Days after pitching the Senate environment committee for federal help with expediting his ambitious "30/10" package of new transit projects, Los Angeles Mayor Antonio Villaraigosa was back on the Hill yesterday meeting with lawmakers as part of a broad campaign for more investment in California infrastructure.

52753604.jpgVillaraigosa, at left, flanked by Sen. Barbara Boxer (D-CA). (Photo: Life)

Villaraigosa joined the Los Angeles Chamber of Commerce and a delegation of regional business owners estimated at 200-strong for meetings with the environment panel’s chairman, Sen. Barbara Boxer (D-CA), as well as Sens. Dianne Feinstein (D-CA) and John McCain (R-AZ).

Immigration topped the agenda for the McCain meeting, according to Southern California Public Radio, and the L.A. Business Journal reported that the Southern California group visited with White House adviser Valerie Jarrett. But Villaraigosa’s meeting with Boxer focused on the potential for speedier progress on the dozen transit extensions and expansions that make up the "30/10" list.

In his Senate testimony last week, Villaraigosa indicated that existing federal funding programs such as Build America Bonds and the Transportation Infrastructure Finance and Innovation Act (TIFIA) could prove helpful for his transit push.
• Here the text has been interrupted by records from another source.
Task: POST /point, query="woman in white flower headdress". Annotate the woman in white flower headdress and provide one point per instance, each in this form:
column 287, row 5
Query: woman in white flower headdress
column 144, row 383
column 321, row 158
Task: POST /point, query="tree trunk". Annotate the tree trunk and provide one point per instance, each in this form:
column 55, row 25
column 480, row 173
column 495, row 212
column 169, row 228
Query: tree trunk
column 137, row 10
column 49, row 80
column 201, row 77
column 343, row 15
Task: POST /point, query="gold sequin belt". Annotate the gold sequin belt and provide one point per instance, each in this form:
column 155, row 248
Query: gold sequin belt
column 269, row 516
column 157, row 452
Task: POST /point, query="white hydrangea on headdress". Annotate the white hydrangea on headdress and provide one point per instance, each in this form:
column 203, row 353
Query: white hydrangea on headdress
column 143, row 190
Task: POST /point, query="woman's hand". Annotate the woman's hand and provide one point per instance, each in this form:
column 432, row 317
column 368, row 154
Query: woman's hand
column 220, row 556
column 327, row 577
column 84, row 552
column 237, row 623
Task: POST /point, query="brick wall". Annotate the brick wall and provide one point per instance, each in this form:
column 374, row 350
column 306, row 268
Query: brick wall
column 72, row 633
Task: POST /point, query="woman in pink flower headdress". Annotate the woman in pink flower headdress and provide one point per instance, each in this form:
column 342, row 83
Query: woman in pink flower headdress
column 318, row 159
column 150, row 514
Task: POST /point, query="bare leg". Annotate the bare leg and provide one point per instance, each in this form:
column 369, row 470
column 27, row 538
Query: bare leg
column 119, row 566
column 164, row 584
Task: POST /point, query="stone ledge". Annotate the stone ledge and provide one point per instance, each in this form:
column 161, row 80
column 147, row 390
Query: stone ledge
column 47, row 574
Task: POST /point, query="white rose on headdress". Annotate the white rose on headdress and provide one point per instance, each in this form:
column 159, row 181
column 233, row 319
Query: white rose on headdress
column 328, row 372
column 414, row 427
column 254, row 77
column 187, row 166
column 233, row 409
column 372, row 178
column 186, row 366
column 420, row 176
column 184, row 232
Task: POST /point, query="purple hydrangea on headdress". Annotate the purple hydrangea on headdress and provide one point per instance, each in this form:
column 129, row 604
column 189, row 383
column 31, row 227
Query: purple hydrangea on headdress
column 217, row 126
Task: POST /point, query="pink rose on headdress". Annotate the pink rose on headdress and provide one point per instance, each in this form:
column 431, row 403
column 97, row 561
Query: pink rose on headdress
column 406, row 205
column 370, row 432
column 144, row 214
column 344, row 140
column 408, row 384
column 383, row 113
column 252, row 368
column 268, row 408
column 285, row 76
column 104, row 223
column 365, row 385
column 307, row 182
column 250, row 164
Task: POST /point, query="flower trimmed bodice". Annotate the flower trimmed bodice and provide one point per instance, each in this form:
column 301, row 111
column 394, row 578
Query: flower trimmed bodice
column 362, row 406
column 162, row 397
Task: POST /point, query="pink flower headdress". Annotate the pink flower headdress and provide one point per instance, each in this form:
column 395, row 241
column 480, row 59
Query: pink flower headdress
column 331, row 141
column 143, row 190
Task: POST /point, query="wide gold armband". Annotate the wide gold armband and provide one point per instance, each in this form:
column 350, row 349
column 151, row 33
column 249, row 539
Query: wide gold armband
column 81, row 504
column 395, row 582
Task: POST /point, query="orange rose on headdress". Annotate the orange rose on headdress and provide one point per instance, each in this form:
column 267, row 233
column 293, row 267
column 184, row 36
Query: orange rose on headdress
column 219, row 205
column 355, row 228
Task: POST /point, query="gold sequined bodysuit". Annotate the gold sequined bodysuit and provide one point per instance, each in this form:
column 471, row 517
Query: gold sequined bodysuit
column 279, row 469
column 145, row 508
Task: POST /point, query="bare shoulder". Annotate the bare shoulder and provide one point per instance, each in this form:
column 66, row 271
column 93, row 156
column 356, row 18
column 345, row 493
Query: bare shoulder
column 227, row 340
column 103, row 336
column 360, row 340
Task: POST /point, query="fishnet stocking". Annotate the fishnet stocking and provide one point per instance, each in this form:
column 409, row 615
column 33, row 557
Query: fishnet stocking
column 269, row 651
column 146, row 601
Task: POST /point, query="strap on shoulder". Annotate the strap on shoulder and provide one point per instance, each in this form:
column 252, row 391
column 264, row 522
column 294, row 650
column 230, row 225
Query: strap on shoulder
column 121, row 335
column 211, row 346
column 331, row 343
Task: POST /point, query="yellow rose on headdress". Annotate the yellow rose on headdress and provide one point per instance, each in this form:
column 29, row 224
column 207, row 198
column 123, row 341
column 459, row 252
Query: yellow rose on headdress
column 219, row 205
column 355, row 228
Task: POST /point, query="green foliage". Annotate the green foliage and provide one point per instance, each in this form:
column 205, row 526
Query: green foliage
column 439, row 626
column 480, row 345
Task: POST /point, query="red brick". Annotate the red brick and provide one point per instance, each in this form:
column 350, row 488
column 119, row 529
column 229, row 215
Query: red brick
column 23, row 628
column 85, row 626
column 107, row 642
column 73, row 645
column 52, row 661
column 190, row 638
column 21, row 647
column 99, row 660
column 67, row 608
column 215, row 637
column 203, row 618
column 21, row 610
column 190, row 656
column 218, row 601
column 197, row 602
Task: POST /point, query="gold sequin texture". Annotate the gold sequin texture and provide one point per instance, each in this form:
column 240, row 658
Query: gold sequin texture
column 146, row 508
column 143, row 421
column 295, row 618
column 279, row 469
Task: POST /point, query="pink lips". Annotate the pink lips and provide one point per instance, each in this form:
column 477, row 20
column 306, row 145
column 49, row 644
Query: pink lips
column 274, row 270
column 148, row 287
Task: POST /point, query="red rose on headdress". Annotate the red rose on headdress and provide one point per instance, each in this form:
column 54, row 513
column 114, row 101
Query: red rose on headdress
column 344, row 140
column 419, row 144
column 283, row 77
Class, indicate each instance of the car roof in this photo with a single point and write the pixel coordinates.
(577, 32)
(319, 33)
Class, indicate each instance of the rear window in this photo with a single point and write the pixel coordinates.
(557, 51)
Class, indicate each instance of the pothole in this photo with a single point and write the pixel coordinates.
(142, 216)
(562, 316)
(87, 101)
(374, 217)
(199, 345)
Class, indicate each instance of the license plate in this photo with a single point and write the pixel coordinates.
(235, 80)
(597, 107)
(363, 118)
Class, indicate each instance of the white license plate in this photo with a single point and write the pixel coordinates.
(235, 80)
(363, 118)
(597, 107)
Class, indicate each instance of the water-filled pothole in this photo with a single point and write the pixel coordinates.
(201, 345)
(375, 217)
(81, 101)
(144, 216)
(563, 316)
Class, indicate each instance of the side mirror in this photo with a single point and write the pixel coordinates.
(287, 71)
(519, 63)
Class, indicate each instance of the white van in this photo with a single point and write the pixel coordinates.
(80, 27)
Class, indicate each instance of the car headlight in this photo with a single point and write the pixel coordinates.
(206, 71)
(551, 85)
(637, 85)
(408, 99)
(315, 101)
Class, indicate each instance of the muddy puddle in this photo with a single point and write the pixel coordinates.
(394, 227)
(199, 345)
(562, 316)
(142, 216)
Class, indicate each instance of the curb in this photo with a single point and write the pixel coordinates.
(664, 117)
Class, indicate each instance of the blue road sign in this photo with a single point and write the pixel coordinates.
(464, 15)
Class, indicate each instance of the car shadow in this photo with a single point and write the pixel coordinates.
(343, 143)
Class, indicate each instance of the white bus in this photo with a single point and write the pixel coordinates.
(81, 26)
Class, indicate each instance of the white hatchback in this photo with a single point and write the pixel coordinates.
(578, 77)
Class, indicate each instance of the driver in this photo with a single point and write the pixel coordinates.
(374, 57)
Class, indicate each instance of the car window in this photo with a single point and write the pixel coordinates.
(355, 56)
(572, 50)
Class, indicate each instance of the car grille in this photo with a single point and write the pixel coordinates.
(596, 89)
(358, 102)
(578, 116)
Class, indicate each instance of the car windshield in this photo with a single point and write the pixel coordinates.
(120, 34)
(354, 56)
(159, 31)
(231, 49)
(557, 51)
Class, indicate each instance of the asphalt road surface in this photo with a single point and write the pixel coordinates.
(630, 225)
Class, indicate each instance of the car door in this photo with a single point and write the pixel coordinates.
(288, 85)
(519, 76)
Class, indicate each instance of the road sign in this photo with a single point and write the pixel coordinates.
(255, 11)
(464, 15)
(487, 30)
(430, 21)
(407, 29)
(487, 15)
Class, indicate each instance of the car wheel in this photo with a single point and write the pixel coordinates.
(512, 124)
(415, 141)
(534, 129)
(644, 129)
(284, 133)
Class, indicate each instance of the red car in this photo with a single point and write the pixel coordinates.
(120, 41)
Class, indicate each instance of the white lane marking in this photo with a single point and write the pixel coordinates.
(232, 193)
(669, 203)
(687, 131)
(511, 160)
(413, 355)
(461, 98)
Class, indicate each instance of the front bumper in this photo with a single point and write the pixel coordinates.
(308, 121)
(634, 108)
However, he also issued a highly relevant challenge to federal officials struggling for new ways to close the revenue gap for the next long-term federal transportation bill:

[T]he federal government can
and should do more, especially for cities and regions that are coming
to the table with money in hand to create a true federal-local
partnership. We have begun conversations with leaders in the Senate
and House, the White House, and key federal agencies to strategize
about how we can partner together to leverage local voter-approved
funding in a way that will create jobs and improve sustainability.

Because
we plan to finance much of the 30/10 construction, we believe a
combination of multi-year direct loans, loan guarantees, interest rate
subsidies, and innovative repayment terms would enable us to fund
construction of all 12 of our transit projects over the next decade.
This could become the model for a new paradigm in federal
transportation funding, or – at a minimum – an innovative partnership
model.

The key words in the mayor’s remarks were "leverage local voter-approved funding," which L.A. did in 2008 under Measure R, a sales tax increase approved to pay for new transportation projects. If Villaraigosa can use voters’ willingness to pay new taxes — and the $4 billion-plus that he estimates would be saved by building the transit projects in 10 years rather than 30 — to win extra federal commitment, it would be a major victory for his city.

To create a template for other cities to replicate, however, Villaraigosa’s allies must hope to avoid the scenario facing Denver, where regional leaders are seeking another sales-tax hike after revenue from their initial increase failed to keep pace with cost estimates for the Fastracks transit plan. The fiscal woes facing Fastracks reportedly stem from land costs that exceeded expectations, rising construction inflation, and too-rosy estimates of sales tax revenue; all are pitfalls that could arise for any city planning major transit investments.